Второй листок, вложенный в конверт, был вырван из тетради в клетку и уже пожелтел, а на сгибах немного потерся. Василиса развернула его: твердый мужской почерк, четкие буквы, ровные строки, как по шаблону, каждая буква словно нарочно вписана ровно в одну клетку.
«Дорогой мой Леня, когда ты получишь это письмо, меня уже не будет. Я специально кладу его в ящик стола, чтобы Милка нашла не сразу. Не хочу, чтобы мои дети думали обо мне плохо, но и умирать с таким грузом на душе тоже не могу. Я никогда не верил в бога, но сейчас мне кажется, что там, по ту сторону, нас непременно кто-то встретит и спросит, как мы жили, что делали, кого обидели. Так вот… До встречи с твоей мамой я какое-то время встречался с одной женщиной… Не могу сказать, что очень ее любил, но была какая-то привязанность. А вот она меня любила. Любила так, что мне становилось страшно. У нее был сын, мальчик пяти лет, Руслан. Я к нему по-своему привязался. Вскоре у нас тоже родился сын, но обстоятельства сложились так, что я не выдержал и ушел. Да, проявил слабоволие, малодушие – называй как хочешь. Но я бросил и женщину, и теперь уже двоих ее детей. Нет, ты не подумай, я всегда помогал им материально, они ни в чем не нуждались, я все-таки испытывал вину за то, что не справился. А потом я встретил вашу с Милой маму и понял, что хочу прожить с ней всю жизнь. Мы ведь очень хорошо жили, ты помнишь? Но и о Ростиславе я никогда не забывал, помог ему поступить в институт, поддерживал материально, в то время уже мог позволить себе делать это без ущерба для вас. А потом с тобой случилась эта ужасная вещь… И вся жизнь нашей семьи покатилась под откос. Мама ушла так внезапно… ты оказался в тюрьме, а я с Милочкой – один. Ты знаешь, что мы были вынуждены уехать из Вольска. Но речь не об этом. Я тебя очень прошу, Леня, если когда-нибудь ты вновь окажешься в Вольске, отыщи Ростислава Хановича, он все-таки твой брат, и передай ему, что я всю свою жизнь жалел о том, что оказался слабым и оставил его. И ты сам тоже прости меня за это. Обнимаю».

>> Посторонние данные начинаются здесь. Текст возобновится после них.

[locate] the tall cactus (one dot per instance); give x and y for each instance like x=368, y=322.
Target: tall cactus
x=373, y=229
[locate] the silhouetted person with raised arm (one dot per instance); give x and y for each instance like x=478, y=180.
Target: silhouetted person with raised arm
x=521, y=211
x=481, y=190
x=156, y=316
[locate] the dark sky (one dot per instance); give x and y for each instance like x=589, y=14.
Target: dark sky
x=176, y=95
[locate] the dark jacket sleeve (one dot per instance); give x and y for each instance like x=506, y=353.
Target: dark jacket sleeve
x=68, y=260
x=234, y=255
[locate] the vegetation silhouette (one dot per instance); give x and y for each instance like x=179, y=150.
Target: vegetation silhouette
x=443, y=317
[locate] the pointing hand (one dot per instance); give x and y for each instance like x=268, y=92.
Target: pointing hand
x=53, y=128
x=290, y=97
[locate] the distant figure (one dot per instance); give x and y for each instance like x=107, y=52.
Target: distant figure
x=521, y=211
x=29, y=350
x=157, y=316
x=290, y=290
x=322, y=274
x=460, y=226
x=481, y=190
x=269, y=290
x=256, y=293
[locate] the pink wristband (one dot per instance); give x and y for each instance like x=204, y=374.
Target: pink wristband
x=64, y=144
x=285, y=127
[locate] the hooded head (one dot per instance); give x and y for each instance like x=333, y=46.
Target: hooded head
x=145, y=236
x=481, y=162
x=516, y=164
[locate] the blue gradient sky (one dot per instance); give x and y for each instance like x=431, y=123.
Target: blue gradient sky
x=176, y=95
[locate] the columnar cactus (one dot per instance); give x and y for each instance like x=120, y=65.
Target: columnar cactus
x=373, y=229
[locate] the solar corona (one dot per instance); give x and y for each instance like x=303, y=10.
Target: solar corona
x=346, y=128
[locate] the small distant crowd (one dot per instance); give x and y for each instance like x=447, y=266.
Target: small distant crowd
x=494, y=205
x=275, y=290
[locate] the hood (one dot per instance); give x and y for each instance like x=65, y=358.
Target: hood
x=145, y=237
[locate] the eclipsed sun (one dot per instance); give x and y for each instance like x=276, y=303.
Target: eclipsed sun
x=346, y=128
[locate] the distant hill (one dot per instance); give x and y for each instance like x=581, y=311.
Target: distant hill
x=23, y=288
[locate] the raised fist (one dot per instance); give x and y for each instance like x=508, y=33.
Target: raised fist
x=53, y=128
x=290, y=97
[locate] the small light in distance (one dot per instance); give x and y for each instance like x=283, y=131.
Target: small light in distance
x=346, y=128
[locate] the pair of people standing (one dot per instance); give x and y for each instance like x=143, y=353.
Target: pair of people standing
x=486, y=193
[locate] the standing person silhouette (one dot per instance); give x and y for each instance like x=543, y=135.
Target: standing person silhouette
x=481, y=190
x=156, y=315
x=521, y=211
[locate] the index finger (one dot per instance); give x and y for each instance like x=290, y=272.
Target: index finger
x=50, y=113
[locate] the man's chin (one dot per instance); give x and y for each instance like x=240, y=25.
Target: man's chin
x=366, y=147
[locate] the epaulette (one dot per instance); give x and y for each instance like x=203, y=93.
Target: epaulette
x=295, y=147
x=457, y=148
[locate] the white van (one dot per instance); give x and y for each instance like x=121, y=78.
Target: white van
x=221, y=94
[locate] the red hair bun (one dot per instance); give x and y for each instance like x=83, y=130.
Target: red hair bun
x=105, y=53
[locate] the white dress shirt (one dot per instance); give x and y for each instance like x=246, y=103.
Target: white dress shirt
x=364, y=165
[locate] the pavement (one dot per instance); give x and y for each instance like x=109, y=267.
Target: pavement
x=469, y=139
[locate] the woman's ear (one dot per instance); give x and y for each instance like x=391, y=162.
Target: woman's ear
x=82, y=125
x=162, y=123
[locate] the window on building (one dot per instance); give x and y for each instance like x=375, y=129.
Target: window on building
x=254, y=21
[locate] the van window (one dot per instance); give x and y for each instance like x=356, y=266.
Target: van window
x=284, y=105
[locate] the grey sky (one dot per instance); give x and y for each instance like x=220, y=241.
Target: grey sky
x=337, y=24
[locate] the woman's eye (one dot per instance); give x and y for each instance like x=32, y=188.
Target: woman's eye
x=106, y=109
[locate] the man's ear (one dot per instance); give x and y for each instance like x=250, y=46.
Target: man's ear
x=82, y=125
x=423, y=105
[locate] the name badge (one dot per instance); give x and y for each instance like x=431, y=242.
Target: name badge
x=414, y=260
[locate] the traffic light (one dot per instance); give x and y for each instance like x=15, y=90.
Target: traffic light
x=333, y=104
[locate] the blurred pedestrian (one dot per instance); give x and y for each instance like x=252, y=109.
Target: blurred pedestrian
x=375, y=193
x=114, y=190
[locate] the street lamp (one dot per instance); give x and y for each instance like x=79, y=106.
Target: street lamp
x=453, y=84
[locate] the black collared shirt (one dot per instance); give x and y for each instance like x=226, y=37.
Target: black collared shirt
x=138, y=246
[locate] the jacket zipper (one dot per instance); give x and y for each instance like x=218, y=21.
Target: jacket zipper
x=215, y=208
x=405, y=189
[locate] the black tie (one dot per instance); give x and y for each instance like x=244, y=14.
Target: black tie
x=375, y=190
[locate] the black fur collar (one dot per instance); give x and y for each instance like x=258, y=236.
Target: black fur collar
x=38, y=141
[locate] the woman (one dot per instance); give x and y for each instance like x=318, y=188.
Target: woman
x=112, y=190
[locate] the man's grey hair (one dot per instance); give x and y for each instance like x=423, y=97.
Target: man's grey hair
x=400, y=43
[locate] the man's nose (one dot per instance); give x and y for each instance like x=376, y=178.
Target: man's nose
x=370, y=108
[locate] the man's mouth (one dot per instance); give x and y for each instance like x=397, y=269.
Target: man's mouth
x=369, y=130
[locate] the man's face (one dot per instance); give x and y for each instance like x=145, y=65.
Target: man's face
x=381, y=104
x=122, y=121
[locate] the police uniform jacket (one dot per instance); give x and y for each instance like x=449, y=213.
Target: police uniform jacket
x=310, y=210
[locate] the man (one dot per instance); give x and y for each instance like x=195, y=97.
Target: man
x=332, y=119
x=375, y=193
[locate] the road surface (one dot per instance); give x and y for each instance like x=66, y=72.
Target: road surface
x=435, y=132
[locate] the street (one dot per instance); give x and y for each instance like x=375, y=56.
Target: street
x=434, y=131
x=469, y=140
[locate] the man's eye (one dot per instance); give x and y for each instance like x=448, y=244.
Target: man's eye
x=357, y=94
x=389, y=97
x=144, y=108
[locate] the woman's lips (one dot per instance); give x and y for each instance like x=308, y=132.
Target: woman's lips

– С ума сойти… – еле выдохнула Василиса, отложив листок на кровать и снимая очки. – Просто с ума можно сойти… теперь все встало на свои места… Ханович! Руслан Ханович, следователь… Папа, папа, я знаю, кто на самом деле убил маму! – заорала она вдруг, срываясь с кровати и босиком вылетая в коридор.